The rate of children living with unemployed parents went up 88 percent at the onset of the recession in 2007 to today, and while there are some positive trends, 9 percent of children are still expected to have jobless parents.
A new report titled “The Recession’s Ongoing Impact on Children, 2012: Indicators of Children’s Economic Well-Being” tracks how children throughout the country fared in the past few years.
Researchers found that:
- The number of children with parents unemployed for more than six months in Connecticut went up 197 percent since 2007.

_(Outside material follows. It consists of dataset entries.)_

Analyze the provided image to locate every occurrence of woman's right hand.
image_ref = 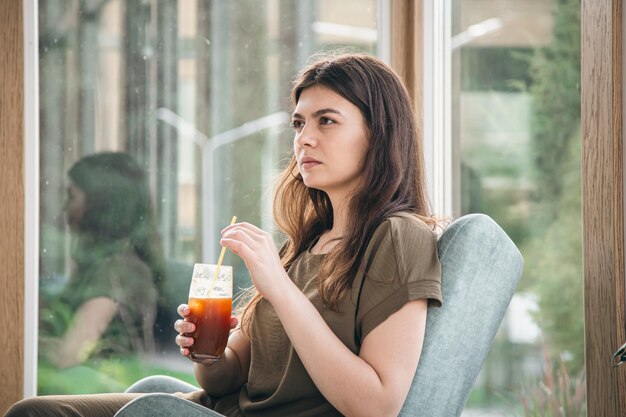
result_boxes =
[174,304,239,363]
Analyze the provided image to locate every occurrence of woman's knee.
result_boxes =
[125,375,199,394]
[4,397,59,417]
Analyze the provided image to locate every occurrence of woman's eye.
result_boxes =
[289,120,304,130]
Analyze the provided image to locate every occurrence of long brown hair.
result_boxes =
[241,54,436,331]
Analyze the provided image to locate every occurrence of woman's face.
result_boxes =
[292,86,368,199]
[65,181,87,231]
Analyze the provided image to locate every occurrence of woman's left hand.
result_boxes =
[220,223,291,302]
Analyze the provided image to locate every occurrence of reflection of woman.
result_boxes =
[8,55,441,417]
[42,152,163,367]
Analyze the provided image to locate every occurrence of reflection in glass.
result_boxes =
[38,0,377,394]
[39,152,164,392]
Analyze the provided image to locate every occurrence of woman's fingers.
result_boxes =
[174,320,196,334]
[230,317,239,329]
[176,304,189,318]
[176,334,193,351]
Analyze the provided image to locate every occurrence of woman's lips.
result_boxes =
[300,156,321,169]
[302,161,321,169]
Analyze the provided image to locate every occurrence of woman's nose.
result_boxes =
[296,124,317,147]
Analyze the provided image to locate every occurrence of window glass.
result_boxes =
[38,0,377,394]
[449,0,586,416]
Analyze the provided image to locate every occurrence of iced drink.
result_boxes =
[187,264,233,360]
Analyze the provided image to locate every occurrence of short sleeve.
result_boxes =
[357,215,442,340]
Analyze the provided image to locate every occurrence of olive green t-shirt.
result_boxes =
[228,214,442,417]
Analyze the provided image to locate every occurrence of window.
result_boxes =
[440,0,585,416]
[38,0,377,394]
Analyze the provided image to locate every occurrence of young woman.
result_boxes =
[10,54,441,416]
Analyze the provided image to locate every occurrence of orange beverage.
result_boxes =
[187,297,232,360]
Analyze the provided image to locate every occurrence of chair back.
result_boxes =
[400,214,523,417]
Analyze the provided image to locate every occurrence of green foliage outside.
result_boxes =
[522,0,584,374]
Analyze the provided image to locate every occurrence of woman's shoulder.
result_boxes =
[374,212,437,240]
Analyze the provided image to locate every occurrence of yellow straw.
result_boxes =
[211,216,237,282]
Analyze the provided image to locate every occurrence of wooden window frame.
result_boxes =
[0,0,24,414]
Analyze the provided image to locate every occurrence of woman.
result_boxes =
[41,152,163,368]
[10,54,441,416]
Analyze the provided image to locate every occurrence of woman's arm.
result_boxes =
[222,224,427,416]
[272,288,427,416]
[174,304,250,397]
[44,297,117,368]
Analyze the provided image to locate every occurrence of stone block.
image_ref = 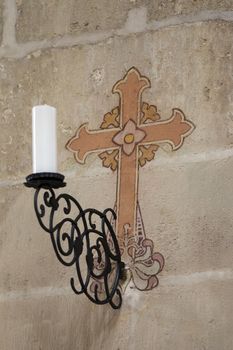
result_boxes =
[147,0,233,21]
[0,1,3,46]
[0,281,233,350]
[0,22,233,180]
[16,0,140,42]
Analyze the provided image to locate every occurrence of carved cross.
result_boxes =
[67,67,194,289]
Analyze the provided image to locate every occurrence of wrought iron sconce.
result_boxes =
[25,106,124,309]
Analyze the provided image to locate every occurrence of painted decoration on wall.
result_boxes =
[67,67,194,291]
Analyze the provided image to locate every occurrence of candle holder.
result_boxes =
[25,172,125,309]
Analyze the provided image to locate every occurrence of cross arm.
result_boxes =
[140,108,194,150]
[66,124,119,163]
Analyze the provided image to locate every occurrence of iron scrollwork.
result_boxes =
[25,174,124,309]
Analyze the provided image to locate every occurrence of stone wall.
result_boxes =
[0,0,233,350]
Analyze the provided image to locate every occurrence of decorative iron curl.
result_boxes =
[26,173,124,309]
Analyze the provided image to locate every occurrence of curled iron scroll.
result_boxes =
[34,186,124,309]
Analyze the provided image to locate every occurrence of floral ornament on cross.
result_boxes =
[113,119,146,156]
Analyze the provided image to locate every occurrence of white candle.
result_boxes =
[32,105,57,173]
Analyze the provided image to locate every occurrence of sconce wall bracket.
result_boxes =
[25,173,124,309]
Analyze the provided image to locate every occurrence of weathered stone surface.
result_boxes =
[145,0,233,20]
[0,0,233,350]
[139,156,233,280]
[16,0,139,42]
[0,281,233,350]
[0,22,233,179]
[16,0,233,42]
[0,1,3,45]
[0,156,233,292]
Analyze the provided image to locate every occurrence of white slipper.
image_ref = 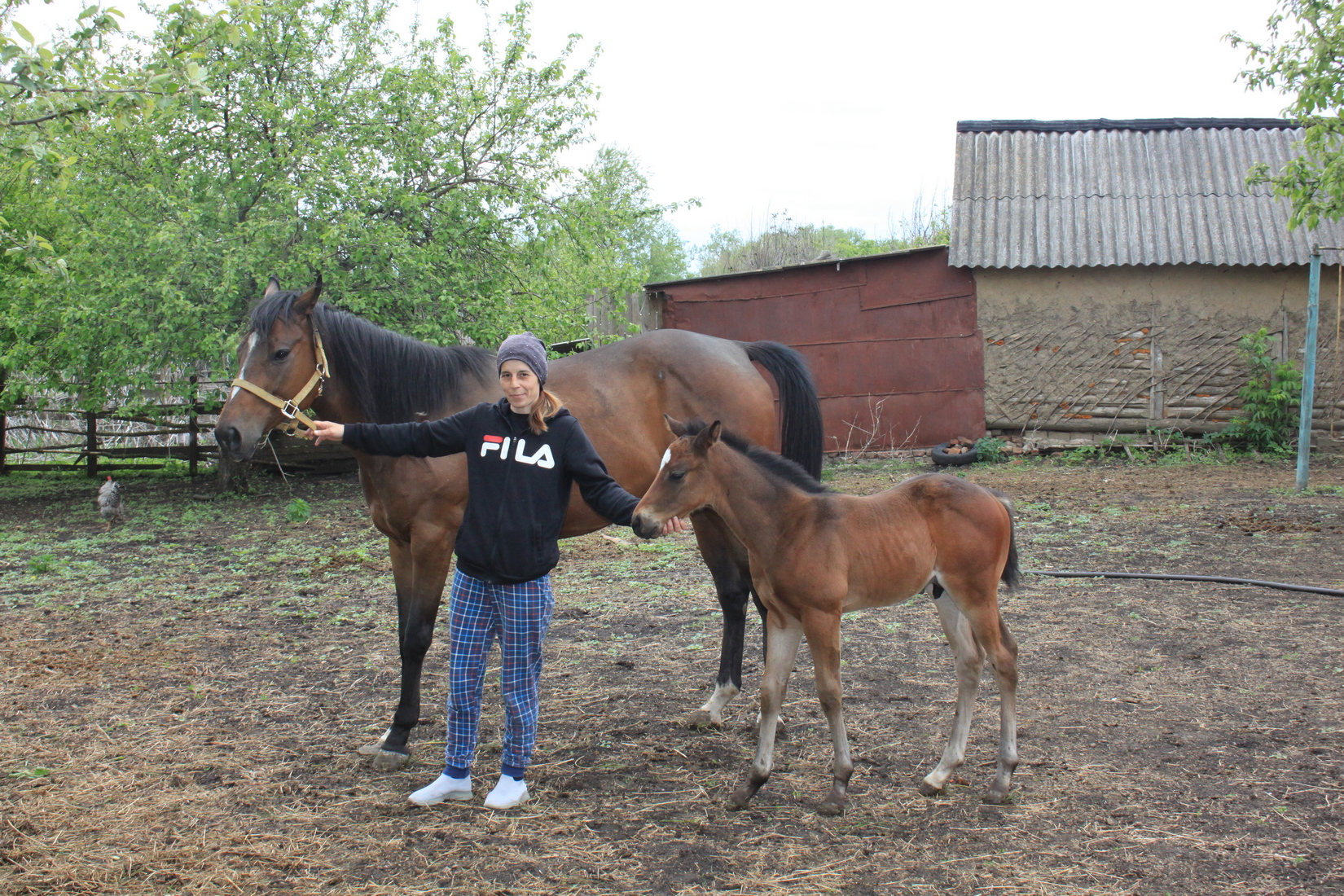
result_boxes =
[485,775,527,809]
[409,775,472,806]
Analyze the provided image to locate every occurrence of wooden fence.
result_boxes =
[0,402,219,477]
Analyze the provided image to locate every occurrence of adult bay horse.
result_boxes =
[633,419,1017,815]
[215,277,821,770]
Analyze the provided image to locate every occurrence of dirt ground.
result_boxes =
[0,458,1344,896]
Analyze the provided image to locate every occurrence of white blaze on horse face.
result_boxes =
[229,333,257,400]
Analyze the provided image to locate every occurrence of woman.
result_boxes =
[313,333,686,809]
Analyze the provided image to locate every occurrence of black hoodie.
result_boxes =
[343,399,639,584]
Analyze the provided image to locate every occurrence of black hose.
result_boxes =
[1023,569,1344,598]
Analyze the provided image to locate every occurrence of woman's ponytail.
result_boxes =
[527,389,564,435]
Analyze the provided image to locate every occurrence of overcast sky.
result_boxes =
[15,0,1285,244]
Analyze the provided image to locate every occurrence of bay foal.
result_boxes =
[635,416,1017,815]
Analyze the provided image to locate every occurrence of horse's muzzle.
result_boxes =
[630,513,662,538]
[215,426,256,461]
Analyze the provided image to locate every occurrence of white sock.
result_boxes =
[485,775,527,809]
[410,775,472,806]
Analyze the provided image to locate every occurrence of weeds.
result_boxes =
[285,499,313,523]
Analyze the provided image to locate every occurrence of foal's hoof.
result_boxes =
[682,709,723,731]
[916,780,942,797]
[372,747,411,771]
[356,728,393,756]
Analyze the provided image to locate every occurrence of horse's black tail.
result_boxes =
[738,343,823,480]
[989,489,1021,591]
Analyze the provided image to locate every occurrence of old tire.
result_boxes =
[930,442,980,466]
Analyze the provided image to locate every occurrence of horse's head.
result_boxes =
[630,414,723,538]
[215,274,323,461]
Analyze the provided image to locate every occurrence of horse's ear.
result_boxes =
[691,420,723,454]
[290,273,323,314]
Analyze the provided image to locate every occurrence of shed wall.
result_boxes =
[976,265,1344,435]
[656,247,984,451]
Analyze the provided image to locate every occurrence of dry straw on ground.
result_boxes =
[0,463,1344,896]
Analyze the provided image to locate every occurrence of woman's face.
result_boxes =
[500,360,542,414]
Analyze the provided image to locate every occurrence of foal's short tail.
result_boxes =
[738,343,824,480]
[989,489,1021,591]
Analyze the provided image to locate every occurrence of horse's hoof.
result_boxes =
[358,730,391,756]
[682,709,723,731]
[916,780,942,797]
[372,747,411,771]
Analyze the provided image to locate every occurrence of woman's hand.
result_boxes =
[661,516,689,534]
[305,420,345,446]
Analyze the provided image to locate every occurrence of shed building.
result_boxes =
[949,118,1344,435]
[645,246,985,453]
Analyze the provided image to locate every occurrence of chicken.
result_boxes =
[98,476,126,532]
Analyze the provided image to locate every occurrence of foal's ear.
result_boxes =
[290,274,323,314]
[691,420,723,454]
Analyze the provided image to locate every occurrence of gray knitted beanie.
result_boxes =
[494,331,546,385]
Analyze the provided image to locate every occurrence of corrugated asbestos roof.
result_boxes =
[949,118,1344,267]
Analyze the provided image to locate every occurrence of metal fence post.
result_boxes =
[1297,248,1321,492]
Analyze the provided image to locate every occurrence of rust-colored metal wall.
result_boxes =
[647,246,985,451]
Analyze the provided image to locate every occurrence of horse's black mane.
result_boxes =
[252,290,494,423]
[686,419,831,494]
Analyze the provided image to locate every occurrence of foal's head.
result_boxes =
[632,414,723,538]
[215,274,323,461]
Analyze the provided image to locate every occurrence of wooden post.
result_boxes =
[0,367,10,476]
[85,411,98,480]
[187,376,200,476]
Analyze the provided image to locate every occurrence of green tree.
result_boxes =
[1227,0,1344,228]
[0,0,662,407]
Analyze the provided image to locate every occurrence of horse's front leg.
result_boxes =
[686,511,751,728]
[374,529,453,771]
[728,613,802,809]
[359,536,413,767]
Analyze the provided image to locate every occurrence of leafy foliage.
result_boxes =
[696,199,951,277]
[1219,327,1302,453]
[0,0,674,408]
[1227,0,1344,228]
[976,435,1008,463]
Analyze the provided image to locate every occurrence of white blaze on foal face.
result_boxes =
[229,333,257,399]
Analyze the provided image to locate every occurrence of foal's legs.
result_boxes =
[920,587,1017,803]
[728,613,802,809]
[686,511,751,728]
[920,591,985,797]
[802,613,854,815]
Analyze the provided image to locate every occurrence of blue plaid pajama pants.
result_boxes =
[444,569,555,772]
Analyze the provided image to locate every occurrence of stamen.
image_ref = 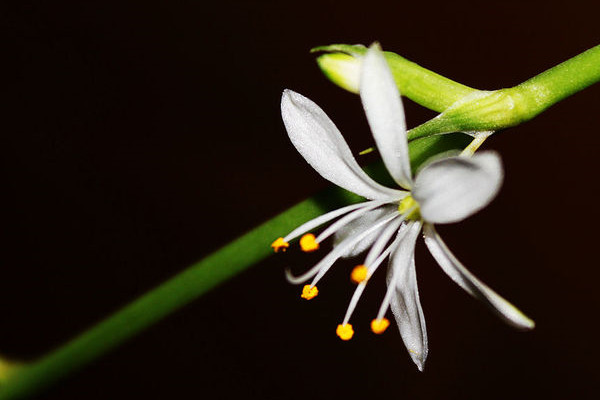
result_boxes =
[343,220,406,324]
[317,201,387,243]
[300,233,319,253]
[350,265,369,283]
[371,318,390,335]
[335,324,354,340]
[271,238,290,253]
[309,213,397,285]
[300,285,319,300]
[283,202,369,242]
[285,213,397,286]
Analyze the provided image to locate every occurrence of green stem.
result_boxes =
[514,45,600,118]
[0,134,468,400]
[0,190,358,399]
[311,44,477,112]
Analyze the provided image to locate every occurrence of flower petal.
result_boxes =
[360,44,412,189]
[387,223,429,371]
[333,206,397,257]
[286,212,398,286]
[412,152,504,224]
[281,89,402,200]
[423,224,535,329]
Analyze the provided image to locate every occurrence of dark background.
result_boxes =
[0,0,600,399]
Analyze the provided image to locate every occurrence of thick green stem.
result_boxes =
[514,45,600,118]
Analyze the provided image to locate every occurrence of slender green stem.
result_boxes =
[311,44,477,112]
[0,190,359,399]
[0,134,468,400]
[313,44,600,140]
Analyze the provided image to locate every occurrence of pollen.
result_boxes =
[300,233,319,253]
[300,285,319,300]
[371,318,390,335]
[350,265,369,283]
[335,324,354,340]
[271,238,290,253]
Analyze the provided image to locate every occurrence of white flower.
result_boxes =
[273,45,534,370]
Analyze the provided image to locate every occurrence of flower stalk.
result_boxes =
[313,45,600,140]
[0,45,600,400]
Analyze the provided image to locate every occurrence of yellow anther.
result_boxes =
[300,285,319,300]
[335,324,354,340]
[271,238,290,253]
[398,195,421,221]
[300,233,319,253]
[371,318,390,335]
[350,265,369,283]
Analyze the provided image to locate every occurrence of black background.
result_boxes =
[0,0,600,399]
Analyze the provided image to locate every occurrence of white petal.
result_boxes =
[281,89,401,200]
[333,206,398,257]
[423,224,535,329]
[360,44,412,189]
[286,209,397,286]
[283,201,382,242]
[388,223,429,371]
[412,152,504,224]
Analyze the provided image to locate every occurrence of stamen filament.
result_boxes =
[317,201,386,243]
[376,222,414,320]
[285,213,396,286]
[311,213,397,286]
[343,220,406,324]
[283,202,376,242]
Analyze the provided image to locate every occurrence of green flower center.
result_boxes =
[398,195,421,221]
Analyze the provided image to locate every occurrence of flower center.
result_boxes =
[398,195,421,221]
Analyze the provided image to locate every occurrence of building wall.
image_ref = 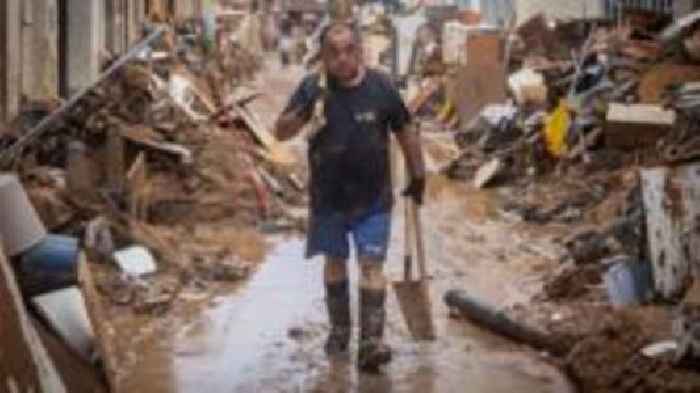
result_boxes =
[22,0,58,100]
[0,0,22,127]
[0,0,202,124]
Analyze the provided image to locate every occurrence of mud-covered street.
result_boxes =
[109,62,572,393]
[6,0,700,393]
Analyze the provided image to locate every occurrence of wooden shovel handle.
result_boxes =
[403,201,414,281]
[408,198,428,280]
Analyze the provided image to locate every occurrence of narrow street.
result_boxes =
[116,60,571,393]
[6,0,700,393]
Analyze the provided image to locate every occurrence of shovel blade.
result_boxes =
[393,281,435,340]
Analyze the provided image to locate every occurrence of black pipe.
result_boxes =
[444,290,568,356]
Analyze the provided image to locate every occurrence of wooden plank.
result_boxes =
[448,63,506,124]
[605,103,676,149]
[0,245,67,393]
[105,130,126,192]
[639,64,700,104]
[34,321,108,393]
[641,164,700,299]
[78,253,120,392]
[126,152,152,221]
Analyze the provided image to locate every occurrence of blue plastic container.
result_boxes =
[19,235,80,295]
[604,258,653,306]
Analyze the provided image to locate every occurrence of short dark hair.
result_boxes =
[318,21,362,48]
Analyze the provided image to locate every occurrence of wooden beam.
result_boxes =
[641,164,700,299]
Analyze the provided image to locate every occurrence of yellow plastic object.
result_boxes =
[544,100,571,158]
[437,98,455,123]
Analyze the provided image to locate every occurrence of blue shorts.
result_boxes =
[306,204,391,262]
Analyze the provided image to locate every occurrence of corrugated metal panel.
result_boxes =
[514,0,606,24]
[604,0,674,17]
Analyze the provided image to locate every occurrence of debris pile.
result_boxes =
[2,26,305,313]
[432,7,700,392]
[432,11,700,187]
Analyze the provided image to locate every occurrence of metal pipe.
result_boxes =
[0,26,166,166]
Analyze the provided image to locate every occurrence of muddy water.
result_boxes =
[121,196,569,393]
[115,59,571,393]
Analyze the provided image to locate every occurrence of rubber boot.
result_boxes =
[325,280,352,356]
[357,288,391,372]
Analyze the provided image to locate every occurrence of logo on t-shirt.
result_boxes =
[355,111,377,124]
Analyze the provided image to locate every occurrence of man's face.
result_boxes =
[323,29,361,82]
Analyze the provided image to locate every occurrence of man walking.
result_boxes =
[276,22,425,370]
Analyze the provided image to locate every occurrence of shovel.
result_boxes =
[393,198,435,340]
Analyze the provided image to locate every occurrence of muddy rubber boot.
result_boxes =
[357,289,391,372]
[325,280,352,356]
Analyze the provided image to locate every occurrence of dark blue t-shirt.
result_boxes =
[287,70,411,218]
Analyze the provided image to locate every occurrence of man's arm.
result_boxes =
[396,123,425,205]
[396,123,425,179]
[275,76,321,141]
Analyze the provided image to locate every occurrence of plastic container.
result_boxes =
[19,235,80,296]
[604,258,652,307]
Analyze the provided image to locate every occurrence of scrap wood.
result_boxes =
[126,152,153,221]
[660,11,700,43]
[78,253,121,393]
[119,125,194,165]
[0,27,166,166]
[638,64,700,104]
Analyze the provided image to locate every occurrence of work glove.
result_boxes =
[299,74,323,113]
[402,176,425,205]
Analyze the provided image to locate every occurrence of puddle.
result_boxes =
[119,231,569,393]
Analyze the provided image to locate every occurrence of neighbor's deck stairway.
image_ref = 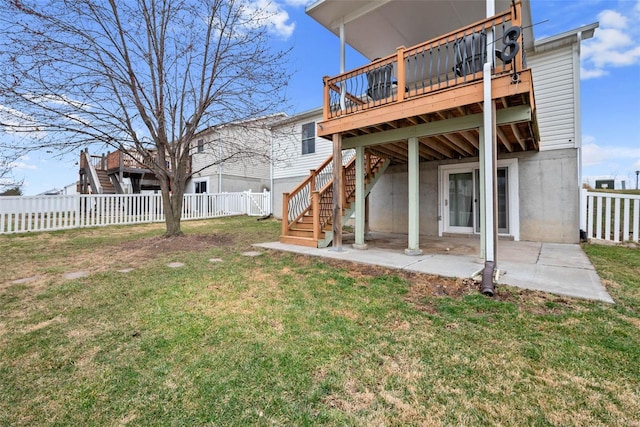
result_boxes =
[280,152,391,248]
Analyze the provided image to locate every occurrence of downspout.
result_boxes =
[218,136,222,193]
[340,18,346,110]
[269,132,275,214]
[573,31,587,242]
[480,0,496,296]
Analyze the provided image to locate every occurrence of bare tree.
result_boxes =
[0,0,288,236]
[0,149,22,192]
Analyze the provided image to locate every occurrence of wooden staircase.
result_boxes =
[280,152,391,248]
[96,169,116,194]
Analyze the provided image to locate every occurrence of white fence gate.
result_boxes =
[0,191,271,234]
[580,189,640,246]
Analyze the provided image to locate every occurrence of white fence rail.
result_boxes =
[580,189,640,242]
[0,191,271,234]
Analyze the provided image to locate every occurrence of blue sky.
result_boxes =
[6,0,640,194]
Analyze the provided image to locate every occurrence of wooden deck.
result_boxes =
[318,2,539,163]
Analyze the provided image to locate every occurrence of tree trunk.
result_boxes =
[160,176,184,237]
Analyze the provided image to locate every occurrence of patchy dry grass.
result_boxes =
[0,218,640,426]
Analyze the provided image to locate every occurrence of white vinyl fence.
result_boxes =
[0,191,271,234]
[580,189,640,246]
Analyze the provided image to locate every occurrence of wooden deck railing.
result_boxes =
[323,1,526,120]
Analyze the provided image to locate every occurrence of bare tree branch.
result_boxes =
[0,0,289,235]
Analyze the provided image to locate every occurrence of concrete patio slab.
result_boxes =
[254,237,614,303]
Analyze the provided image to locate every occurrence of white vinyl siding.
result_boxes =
[273,112,333,179]
[191,126,271,180]
[527,45,579,151]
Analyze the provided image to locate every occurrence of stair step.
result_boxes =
[280,236,318,248]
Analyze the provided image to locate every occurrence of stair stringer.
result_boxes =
[318,159,391,248]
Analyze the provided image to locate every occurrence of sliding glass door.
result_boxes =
[443,167,509,234]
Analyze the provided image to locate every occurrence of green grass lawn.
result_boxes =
[0,217,640,426]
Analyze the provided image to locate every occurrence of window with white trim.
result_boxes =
[302,122,316,154]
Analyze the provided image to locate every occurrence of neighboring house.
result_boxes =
[272,108,332,212]
[273,0,597,260]
[186,113,286,193]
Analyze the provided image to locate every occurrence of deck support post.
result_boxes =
[479,63,498,296]
[331,133,342,252]
[404,137,422,255]
[353,147,367,249]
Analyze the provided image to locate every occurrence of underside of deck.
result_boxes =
[318,70,538,164]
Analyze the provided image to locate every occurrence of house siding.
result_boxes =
[527,45,579,151]
[187,118,271,193]
[273,113,333,180]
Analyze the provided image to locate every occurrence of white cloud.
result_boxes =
[285,0,315,7]
[582,140,640,167]
[247,0,296,39]
[598,10,628,29]
[581,5,640,79]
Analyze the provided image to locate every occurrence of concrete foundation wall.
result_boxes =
[364,149,580,243]
[518,149,580,243]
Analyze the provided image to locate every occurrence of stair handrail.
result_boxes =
[282,150,382,240]
[282,156,333,236]
[80,149,103,194]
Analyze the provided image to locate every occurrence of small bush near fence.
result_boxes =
[0,191,271,234]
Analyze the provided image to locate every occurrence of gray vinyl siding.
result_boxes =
[191,121,271,188]
[273,114,333,179]
[527,45,579,151]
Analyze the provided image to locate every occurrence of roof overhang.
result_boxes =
[307,0,534,60]
[533,22,599,52]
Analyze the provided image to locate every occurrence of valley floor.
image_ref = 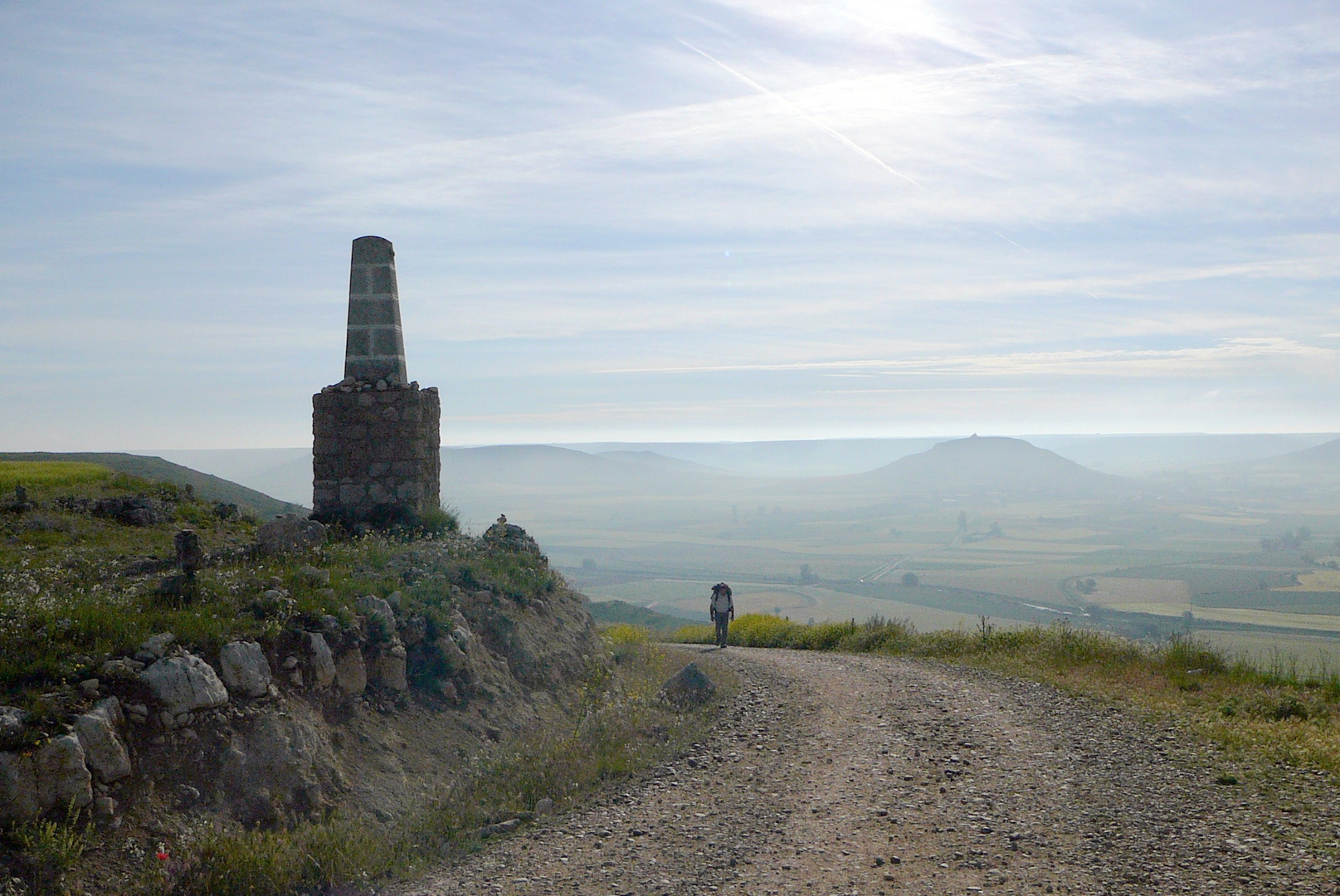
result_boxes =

- Nationally, 2.7 million more children lived with an unemployed parent during a typical month in 2012, compared to 2007 (an increase of 71%), bringing the 2012 total to 6.3 million children;
- 2.8 million (44 percent of those living with an unemployed parent) lived, during a typical 2012 month, with a parent unemployed six months or longer;
- 8.8 million more additional children relied upon SNAP for food in 2012, compared to 2007, bringing the total number of children receiving SNAP to 21.6 million (one in four) nationwide;
- 16 million children (more than one in five) currently live in poverty; and
- The number of states that are high child poverty states (where more than one-in-five children live in poverty) has nearly doubled during the recession, from 14 in 2007 to 27 in 2011
“The numbers tell us two critical things: first, the recession continues to hit America’s children hard; and second, smart investments in children’s health and well-being can mitigate the harm, “said First Focus President Bruce Lesley.”
These indicators became less severe in 2012, but remain well above the 2007 figures.